Although maximum-likelihood decoding (MLD) achieves optimal performance in quantum error correction, its practical application is hindered by #P-hard computational complexity. This work presents the first unified theoretical and computational framework for MLD by systematically integrating methods from statistical mechanics, tensor networks, and artificial intelligence. By leveraging the partition function of disordered spin models, tensor network contractions on factor graphs, and autoregressive generative models—including recurrent Transformers—the study reveals intrinsic connections among diverse decoding strategies. The proposed approximate decoders attain near-MLD accuracy while operating in polynomial time, demonstrating high performance and efficient parallel acceleration on both simulated and real quantum hardware.

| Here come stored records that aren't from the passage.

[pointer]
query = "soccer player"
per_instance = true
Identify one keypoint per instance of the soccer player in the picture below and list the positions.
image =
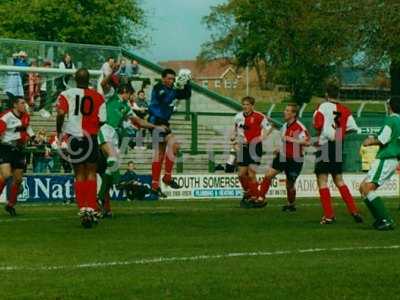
(332, 121)
(165, 146)
(118, 111)
(15, 132)
(85, 110)
(289, 158)
(383, 167)
(248, 136)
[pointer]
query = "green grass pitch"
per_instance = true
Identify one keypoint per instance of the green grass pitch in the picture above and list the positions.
(197, 250)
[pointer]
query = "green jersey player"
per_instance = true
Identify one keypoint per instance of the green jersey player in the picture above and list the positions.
(383, 167)
(118, 111)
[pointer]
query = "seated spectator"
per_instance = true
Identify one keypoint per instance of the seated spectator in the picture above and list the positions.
(141, 106)
(62, 82)
(131, 184)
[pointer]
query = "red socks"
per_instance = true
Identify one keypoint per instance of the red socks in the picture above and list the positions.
(169, 165)
(348, 199)
(91, 194)
(253, 188)
(156, 170)
(264, 187)
(80, 194)
(325, 196)
(2, 185)
(291, 194)
(244, 183)
(107, 202)
(12, 197)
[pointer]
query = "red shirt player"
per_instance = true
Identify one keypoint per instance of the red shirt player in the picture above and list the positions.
(248, 134)
(332, 121)
(85, 109)
(15, 132)
(289, 158)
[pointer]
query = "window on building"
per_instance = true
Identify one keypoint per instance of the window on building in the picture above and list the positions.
(235, 84)
(228, 84)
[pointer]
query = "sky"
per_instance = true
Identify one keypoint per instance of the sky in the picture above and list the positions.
(175, 28)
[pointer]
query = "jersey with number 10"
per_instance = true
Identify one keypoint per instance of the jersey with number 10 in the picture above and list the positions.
(332, 121)
(86, 111)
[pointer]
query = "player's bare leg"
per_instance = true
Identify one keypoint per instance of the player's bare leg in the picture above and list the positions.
(5, 173)
(291, 196)
(158, 158)
(86, 192)
(347, 197)
(383, 220)
(244, 181)
(326, 200)
(171, 153)
(16, 175)
(266, 184)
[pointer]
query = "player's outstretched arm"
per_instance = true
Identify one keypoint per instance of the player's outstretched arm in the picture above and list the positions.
(144, 124)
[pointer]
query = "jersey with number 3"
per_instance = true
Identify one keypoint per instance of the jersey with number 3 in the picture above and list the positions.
(332, 121)
(86, 110)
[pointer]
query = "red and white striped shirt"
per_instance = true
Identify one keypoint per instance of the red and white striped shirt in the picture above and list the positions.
(295, 130)
(85, 108)
(332, 121)
(250, 127)
(15, 129)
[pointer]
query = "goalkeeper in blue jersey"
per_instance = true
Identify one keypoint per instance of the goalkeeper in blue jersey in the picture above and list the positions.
(164, 97)
(384, 166)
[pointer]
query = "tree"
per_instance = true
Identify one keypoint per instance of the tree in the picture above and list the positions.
(300, 43)
(379, 30)
(104, 22)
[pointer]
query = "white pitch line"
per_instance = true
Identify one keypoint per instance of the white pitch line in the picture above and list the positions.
(160, 260)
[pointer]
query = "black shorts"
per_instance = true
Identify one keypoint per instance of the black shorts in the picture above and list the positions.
(159, 122)
(290, 167)
(329, 159)
(83, 150)
(12, 155)
(249, 154)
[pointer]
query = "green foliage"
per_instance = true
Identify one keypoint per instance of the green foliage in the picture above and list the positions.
(104, 22)
(299, 43)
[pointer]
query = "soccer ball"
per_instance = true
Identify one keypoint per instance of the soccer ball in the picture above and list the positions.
(184, 76)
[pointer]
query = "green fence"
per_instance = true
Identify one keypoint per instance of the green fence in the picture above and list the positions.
(351, 148)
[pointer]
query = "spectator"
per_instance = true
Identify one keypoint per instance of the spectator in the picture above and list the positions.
(34, 85)
(132, 185)
(62, 82)
(45, 85)
(108, 67)
(135, 67)
(14, 87)
(142, 106)
(368, 156)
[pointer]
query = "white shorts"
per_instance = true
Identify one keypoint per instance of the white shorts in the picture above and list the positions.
(382, 170)
(108, 134)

Quantum error correction (QEC) is indispensable for realizing fault-tolerant quantum computation, yet its effectiveness hinges critically on the classical decoding algorithm that interprets noisy syndrome measurements. Among all possible decoding strategies, maximum likelihood decoding (MLD) is provably optimal, since it identifies the logical group with largest likelihood by summing over all possible errors within logical class consistent with the observed syndrome. Despite its optimality, MLD is computationally intractable in general (#P-hard), motivating a rich landscape of exact and approximate algorithms. In this topical review, we provide a unified perspective on MLD by surveying recent advances through three complementary lenses: statistical mechanics, tensor networks, and artificial intelligence. From the statistical mechanics viewpoint, the MLD problem maps onto evaluating partition functions of disordered spin models, enabling exact solutions for certain codes and noise models as well as threshold estimation via phase-transition analysis. From the tensor network perspective, approximate contraction of tensor networks on the code's factor graph yields decoders that closely approach MLD accuracy with polynomial computational cost. From the artificial intelligence perspective, neural-network-based decoders, including autoregressive generative models and recurrent transformers, learn to approximate the MLD distribution from data, achieving high accuracy with the parallelism afforded by modern hardware accelerators. We discuss the connections among these three approaches, review their application to both simulated and experimental quantum hardware, and outline open challenges including real-time decoding, scalability to large code distances, and generalization to high-rate quantum low-density parity-check codes.